When you do them, an age pops out. It's a number. It's a very
specific number. It even has air bars. But there are, I think, systematic errors that we are not
sure of, like in how to scale the moon flux to the Mars flux. And the only way to test that is by
getting samples from various terrains on Mars and age-dating them. But the thing is, even if we're slightly wrong about the
absolute timing, we are going to be right about the relative timing because the terrain that the
chlorides are under is definitely way younger than the Curiosity and the Perseverance terrains
because there are fewer craters.
Whether the correct number is a billion years, I don't know.
Maybe the correct number is one billion years.
But we know for sure that it's significantly younger. And I think that's important because that says that Mars' climate continued to be able to support surface water.
My question is how young?
Because remember, all that we were able to date was what's underneath the chlorides. We
weren't able to date the chlorides itself. So all that means is they must be younger than.
They could be quite young, in fact. Wow. And I can't resist saying, okay,
I'll take that salt with a grain of salt. Yes, take the salt with a grain of salt.

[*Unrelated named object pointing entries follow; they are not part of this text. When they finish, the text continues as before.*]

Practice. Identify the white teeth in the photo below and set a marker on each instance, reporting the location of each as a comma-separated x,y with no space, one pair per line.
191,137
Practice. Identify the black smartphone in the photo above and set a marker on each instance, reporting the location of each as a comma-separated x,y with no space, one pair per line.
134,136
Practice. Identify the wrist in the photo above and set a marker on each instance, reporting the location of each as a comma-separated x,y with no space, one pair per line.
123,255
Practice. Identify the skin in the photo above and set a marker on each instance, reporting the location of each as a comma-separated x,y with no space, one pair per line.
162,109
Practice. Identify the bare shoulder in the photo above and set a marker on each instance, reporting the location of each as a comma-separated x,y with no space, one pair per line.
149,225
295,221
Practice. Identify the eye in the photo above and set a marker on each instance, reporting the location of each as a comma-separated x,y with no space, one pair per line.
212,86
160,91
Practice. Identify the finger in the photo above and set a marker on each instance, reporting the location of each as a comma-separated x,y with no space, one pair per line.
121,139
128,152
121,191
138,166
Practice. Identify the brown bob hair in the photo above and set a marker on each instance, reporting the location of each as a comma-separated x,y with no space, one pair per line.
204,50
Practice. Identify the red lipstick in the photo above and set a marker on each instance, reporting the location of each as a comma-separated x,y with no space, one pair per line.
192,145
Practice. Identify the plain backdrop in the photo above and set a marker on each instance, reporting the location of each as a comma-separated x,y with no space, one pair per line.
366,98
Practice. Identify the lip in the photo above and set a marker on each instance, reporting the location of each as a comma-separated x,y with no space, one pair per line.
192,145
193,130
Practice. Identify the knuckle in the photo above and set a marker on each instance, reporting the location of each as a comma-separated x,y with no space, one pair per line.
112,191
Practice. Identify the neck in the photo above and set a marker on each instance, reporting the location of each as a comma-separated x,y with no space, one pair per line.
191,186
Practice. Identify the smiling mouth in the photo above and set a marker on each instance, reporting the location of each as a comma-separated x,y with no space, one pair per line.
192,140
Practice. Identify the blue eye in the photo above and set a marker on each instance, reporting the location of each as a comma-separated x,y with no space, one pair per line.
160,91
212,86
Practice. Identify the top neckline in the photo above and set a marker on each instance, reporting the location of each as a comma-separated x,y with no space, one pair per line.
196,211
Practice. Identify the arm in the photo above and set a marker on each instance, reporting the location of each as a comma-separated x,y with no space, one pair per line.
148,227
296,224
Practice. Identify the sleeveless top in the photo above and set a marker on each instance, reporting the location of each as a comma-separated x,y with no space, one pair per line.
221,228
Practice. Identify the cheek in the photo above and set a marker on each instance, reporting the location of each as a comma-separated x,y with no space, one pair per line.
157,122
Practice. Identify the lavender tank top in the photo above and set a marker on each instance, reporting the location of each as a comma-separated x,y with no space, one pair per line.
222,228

If we're talking about roughly an additional billion years of flowing water on the surface of Mars, isn't that also another billion years for other interesting things that we think might happen when there's liquid water and energy?
That's right.
That's another billion years that there was potentially a habitable environment on Mars, or at least intermittently so. I mean, as we look around on Earth, Don Juan Pond in Antarctica, this incredibly salty pond in this mean annual
temperature well below freezing environment is habited happily with a number of microorganisms,
as well as kind of larger microbial mat structures that grow from the surface.
So, you know, I think as we think about writ large, did Mars have life?
Does it host life? Really this question of how long did the watery environments last? How did
they come and go is so critical. You know, I think it's an important climate piece of the puzzle as
well, because, you know, one of the biggest challenges in Mars science that has endured for decades is why is Mars able to host
liquid water at all? It gets 40% of the amount of sunlight of Earth. Its median annual temperature
is below freezing. There is some mechanism of production of greenhouse gases or the way that
clouds work on Mars that we actually don't fully understand. Why could Mars sustain liquid
water on the surface? It clearly did. Lakes like Jezero Lake and Gale Lake and these chloride ponds,
we still haven't gotten all the pieces yet. And that's why we need to keep exploring.
We have never visited anything like these chloride ponds on Mars. They're a type of
landing site that has so far
been unexplored by rovers. I'm so glad that you brought up Curiosity and Perseverance. Now,
their locations, Gale and Jezero, which apparently these are quite different from.
Would you wish that we could send another Perseverance up there to one of these salt deposits someday and do some collecting?
I think one of the amazing things from our orbital reconnaissance of Mars is that there are hundreds,
if not thousands, of sites to explore that record records of habitable environments,
archives where we would search for life. You realize how precious a rover is when you study the entire surface of
the planet, as I do. And you see all of these interesting locations that we're discovering.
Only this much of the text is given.